Chirurg niemiecki, usłyszawszy te słowa, pochwycił go za ramię i rzekł:
— Jesteś nikczemnym! Czyż francuzi nie są takimiż ludźmi jak i my? Czyż nie mają zarówno jak i my matek, żon i dzieci? Rzucona umierającemu obelga twoja jest czynem haniebnym! Precz mi z oczu!
Tragarz pochylił głowę i cofnął się.
— Weźcie tego biedaka — rzekł doktór do służby. — Ma nogę strzaskaną, lecz może wyzdrowieć. Ma on prawo do takiej samej opieki jak i nasi żołnierze.
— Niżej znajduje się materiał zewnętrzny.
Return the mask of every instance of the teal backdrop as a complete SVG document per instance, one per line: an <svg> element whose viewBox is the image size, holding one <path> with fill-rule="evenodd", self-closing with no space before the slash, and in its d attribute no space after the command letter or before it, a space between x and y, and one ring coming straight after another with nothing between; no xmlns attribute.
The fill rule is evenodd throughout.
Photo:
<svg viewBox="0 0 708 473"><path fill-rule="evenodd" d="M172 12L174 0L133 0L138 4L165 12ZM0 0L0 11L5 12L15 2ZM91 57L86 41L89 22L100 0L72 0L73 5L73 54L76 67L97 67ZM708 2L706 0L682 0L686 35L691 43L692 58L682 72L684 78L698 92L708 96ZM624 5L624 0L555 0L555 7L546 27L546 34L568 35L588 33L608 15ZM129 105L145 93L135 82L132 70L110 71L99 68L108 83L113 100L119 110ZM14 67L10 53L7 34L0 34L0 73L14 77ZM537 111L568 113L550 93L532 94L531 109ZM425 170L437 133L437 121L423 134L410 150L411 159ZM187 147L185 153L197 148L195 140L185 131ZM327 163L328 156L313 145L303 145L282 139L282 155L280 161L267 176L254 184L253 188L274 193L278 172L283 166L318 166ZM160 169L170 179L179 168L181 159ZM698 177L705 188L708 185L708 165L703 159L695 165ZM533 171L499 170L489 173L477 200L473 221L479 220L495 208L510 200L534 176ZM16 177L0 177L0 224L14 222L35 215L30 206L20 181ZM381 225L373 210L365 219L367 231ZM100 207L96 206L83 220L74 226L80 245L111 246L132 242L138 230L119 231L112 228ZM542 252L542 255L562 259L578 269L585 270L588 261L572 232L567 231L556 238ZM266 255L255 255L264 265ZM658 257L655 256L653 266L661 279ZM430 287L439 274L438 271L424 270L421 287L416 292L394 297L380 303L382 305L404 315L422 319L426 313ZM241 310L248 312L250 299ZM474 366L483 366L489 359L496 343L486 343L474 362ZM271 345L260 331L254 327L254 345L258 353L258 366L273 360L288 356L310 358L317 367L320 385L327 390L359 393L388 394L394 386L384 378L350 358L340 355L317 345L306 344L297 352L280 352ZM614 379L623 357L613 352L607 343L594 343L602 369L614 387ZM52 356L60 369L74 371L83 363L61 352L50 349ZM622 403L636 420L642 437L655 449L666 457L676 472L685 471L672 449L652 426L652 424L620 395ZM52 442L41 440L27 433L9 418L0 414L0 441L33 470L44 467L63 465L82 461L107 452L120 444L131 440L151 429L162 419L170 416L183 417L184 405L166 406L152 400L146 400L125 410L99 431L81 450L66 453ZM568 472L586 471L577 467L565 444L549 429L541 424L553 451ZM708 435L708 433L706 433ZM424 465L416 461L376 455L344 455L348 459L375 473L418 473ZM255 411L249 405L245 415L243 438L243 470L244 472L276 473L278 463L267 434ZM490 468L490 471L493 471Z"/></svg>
Lekarze francuzcy opatrują naszych rannych.
Położono go na noszach i odniesiono do ambulansu.

XVIII.

Ludność paryzka przez cały dzień 19 stycznia wyczekiwała rezultatu bitwy z niecierpliwością gorączkową i z niezachwianą wiarą, w zwycięztwo wielkie, decydujące.
W zwycięztwie tem widziała zakończenie wszystkich cierpień swoich, rodzice zaś i przyjaciele biorących w walce udział gwardzistów narodowych, przez cały ten czas byli w trwodze śmiertelnej.
Drżące o życie mężów, ojców i synów swoich kobiety tłumnie zgromadziły się u bramy Maillot, gdzie urządzone były ambulanse tymczasowe.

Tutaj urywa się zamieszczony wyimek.